According to RT’s article "‘Shock and frustration’: Locals report on meteorite crash in Russian Urals,” eye witness accounts of the meteorite falling in Russia describe hearing explosions, blown-out windows, sounding emergency alarms, and shaking buildings.
“The most unusual morning ever – to wake up from the wind and the rumble, to yell hysterically while all the family is running around shocked. … I am still young, I don’t want to die! … It is a nightmare… I am still shaking and sobbing periodically.”
Locals in some areas of Chelyabinsk first reported about the falling meteorite in Russia at 9:30 a.m. (3:30 GMT). Since it was unclear at first what had caused the explosion and shaking buildings in Russia’s Urals region, locals relied on Twitter messages to check on each other and to eventually find out that the cause of the “nightmare” was a fallen meteorite.

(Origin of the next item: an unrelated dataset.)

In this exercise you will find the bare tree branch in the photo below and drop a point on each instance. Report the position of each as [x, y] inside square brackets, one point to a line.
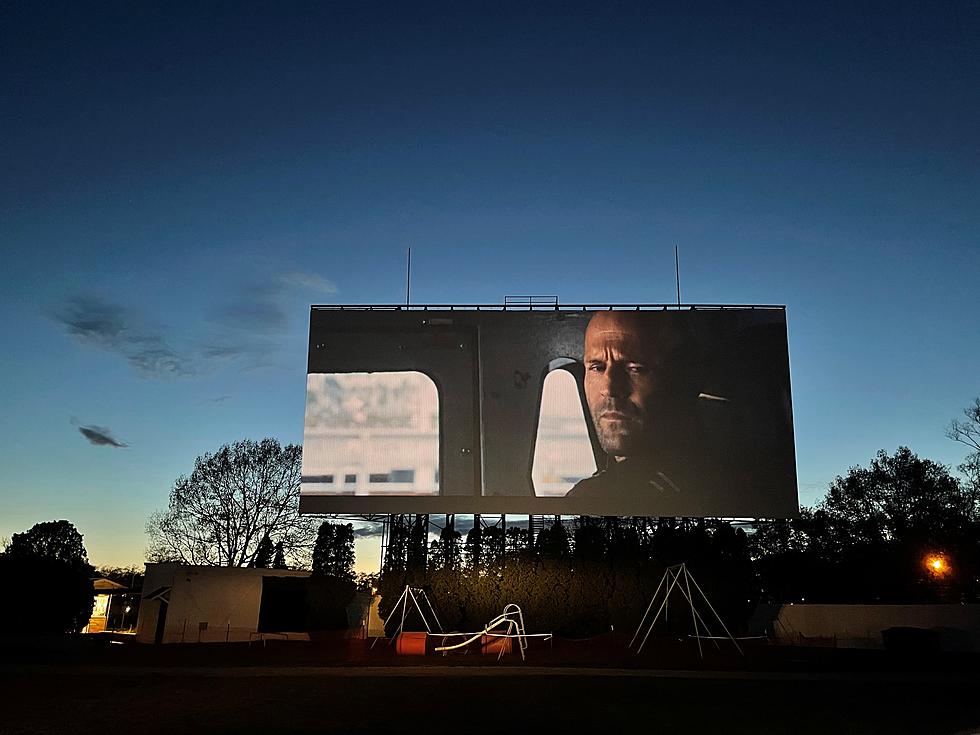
[218, 515]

“Mobile connections shut down after a meteorite reportedly crashed into an antenna. For many people, the Internet has become the only way to make sure that their friends and family are fine.”
According to Russia’s Emergency Ministry, the effects felt by the locals was due to a shower of meteorite debris.
According to unconfirmed reports, however, “a meteorite was shot down by Russian air defenses. Multiple dashboard videos appeared online, showing huge fireballs flying over buildings and exploding with a strong blast. A local zinc factory was the worst-hit, with some of its walls collapsed.”
A 8:10 a.m. GMT, an RT update reports that Russian aerospace scientist Oleg Malkov at Moscow State University told the Komsomolskaya Pravda newspaper that the meteorite had not been detected by space scanners because of its position in the sky in relationship to the Sun.
Oleg Malkov also stated that Friday’s falling meteorite is not connected to the 2012 DA14 asteroid that is approaching Earth. 2012 DA14 is expected to pass the Earth at a distance of about 17,200 miles (which is closer than the moon) around 11:24 a.m. PST on Friday morning. 2012 DA14 is about half the size of a football field or the size of an apartment building and is reportedly passing just inside the orbit of communications satellites.
According to a Washington Post article on Feb. 14, 2013, “Scientists point out that we have never detected an asteroid this large passing so close to our planet. The key word here is ‘detected.’ Astronomers have honed their ability to see things that just a few decades ago would have been invisible. The universe keeps coming into focus, and it’s messier out there than the ancient stargazers could have imagined.”
The locals who experienced the meteorite crash in Russia on Friday morning definitely agree. This falling meteorite was something that we could have never imagined. Let's keep 2012 DA14 where it belongs, -- in space.